• Articolo , 24 luglio 2008
  • Prosecco Cycling Classic, la granfondo che pedala ad energia solare

  • L’energia del sole per la Prosecco Cycling Classic. La granfondo di Valdobbiadene, del 28 settembre, sarà la prima in Italia ad utilizzare un impianto fotovoltaico per soddisfare il proprio fabbisogno energetico. Anche il ciclismo, sport ecologico per eccellenza, si preoccupa della salute dell’ambiente. Da qui, l’idea di lanciare un grande evento basato su un’energia pulita, […]

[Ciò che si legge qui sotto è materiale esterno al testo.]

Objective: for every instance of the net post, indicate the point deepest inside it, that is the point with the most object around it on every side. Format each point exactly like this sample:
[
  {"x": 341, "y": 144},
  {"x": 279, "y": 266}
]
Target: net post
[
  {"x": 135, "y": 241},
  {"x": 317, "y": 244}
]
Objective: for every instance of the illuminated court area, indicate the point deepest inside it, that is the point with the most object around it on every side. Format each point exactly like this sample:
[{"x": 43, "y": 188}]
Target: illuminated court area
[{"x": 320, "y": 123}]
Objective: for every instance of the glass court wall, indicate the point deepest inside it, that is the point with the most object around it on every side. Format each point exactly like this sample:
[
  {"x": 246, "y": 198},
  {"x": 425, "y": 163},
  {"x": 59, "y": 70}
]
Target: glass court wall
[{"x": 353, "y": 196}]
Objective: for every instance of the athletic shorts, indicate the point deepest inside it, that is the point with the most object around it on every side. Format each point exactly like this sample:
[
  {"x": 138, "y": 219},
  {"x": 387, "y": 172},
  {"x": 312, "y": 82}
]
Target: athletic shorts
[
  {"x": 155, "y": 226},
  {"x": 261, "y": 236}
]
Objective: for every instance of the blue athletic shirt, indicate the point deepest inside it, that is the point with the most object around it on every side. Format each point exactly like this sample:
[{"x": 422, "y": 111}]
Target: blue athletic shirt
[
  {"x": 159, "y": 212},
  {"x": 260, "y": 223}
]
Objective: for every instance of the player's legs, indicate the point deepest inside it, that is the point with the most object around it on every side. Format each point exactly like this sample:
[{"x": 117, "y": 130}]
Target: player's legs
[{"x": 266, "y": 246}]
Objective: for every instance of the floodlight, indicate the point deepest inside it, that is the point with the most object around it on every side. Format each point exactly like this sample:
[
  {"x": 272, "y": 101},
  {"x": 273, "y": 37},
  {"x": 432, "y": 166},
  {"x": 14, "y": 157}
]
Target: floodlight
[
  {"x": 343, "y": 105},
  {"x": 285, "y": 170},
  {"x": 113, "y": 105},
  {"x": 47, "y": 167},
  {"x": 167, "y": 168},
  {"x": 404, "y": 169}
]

L’energia del sole per la Prosecco Cycling Classic. La granfondo di Valdobbiadene, del 28 settembre, sarà la prima in Italia ad utilizzare un impianto fotovoltaico per soddisfare il proprio fabbisogno energetico. Anche il ciclismo, sport ecologico per eccellenza, si preoccupa della salute dell’ambiente. Da qui, l’idea di lanciare un grande evento basato su un’energia pulita, rinnovabile e a basso costo come quella solare. In occasione della Prosecco Cycling Classic, in Piazza Marconi, cuore di Valdobbiadene, sarà allestito un palco alimentato da un sistema fotovoltaico a zero impatto ambientale. E, più in generale, l’intera richiesta di energia della Prosecco Cycling Classic sarà esaudita sfruttando il calore proveniente dal sole. “Il ciclismo ha un cuore ecologico e la Prosecco Cycling Classic sarà fortemente rispettosa dell’ambiente – spiega Massimo Stefani, vertice organizzativo della granfondo trevigiana -. Mi piace il concetto di Prosecco solare: le colline di Valdobbiadene, con il vino che rappresenta il loro prodotto più tipico, traggono energia dal sole esattamente come farà la Prosecco Cycling Classic. La tutela dell’ambiente è una delle nostre priorità”. L’impianto di Piazza Marconi sarà costituito da 12 pannelli solari e da un generatore fotovoltaico che, nell’arco della giornata, produrrà circa 20 Kw di energia, molto più di quanto necessario all’organizzazione della Prosecco Cycling Classic e, soprattutto, senza lasciare residui nell’ambiente. “Potrebbe essere l’inizio di una rivoluzione nel mondo dell’organizzazione sportiva, un altro passo verso un uso intelligente delle energie rinnovabili – continua Stefani -. Ma la Prosecco Cycling Classic non si fermerà qui: sarà un evento ecologico anche nel senso che avvieremo una campagna per sensibilizzare gli atleti al rispetto dell’ambiente: li inviteremo a portare con sé i rifiuti, senza abbandonarli sul territorio”. L’interesse degli appassionati verso la Prosecco Cycling Classic continua intanto a crescere. A due mesi e mezzo dalla gara, le iscrizioni hanno già raggiunto quota 300, il 30% in più rispetto allo stesso periodo dell’anno scorso. Se nel 2007 gli iscritti sono stati 2.400, è probabile che di questo passo saranno quasi 3.000 gli atleti che il 28 settembre faranno passerella nello splendido scenario delle colline trevigiane.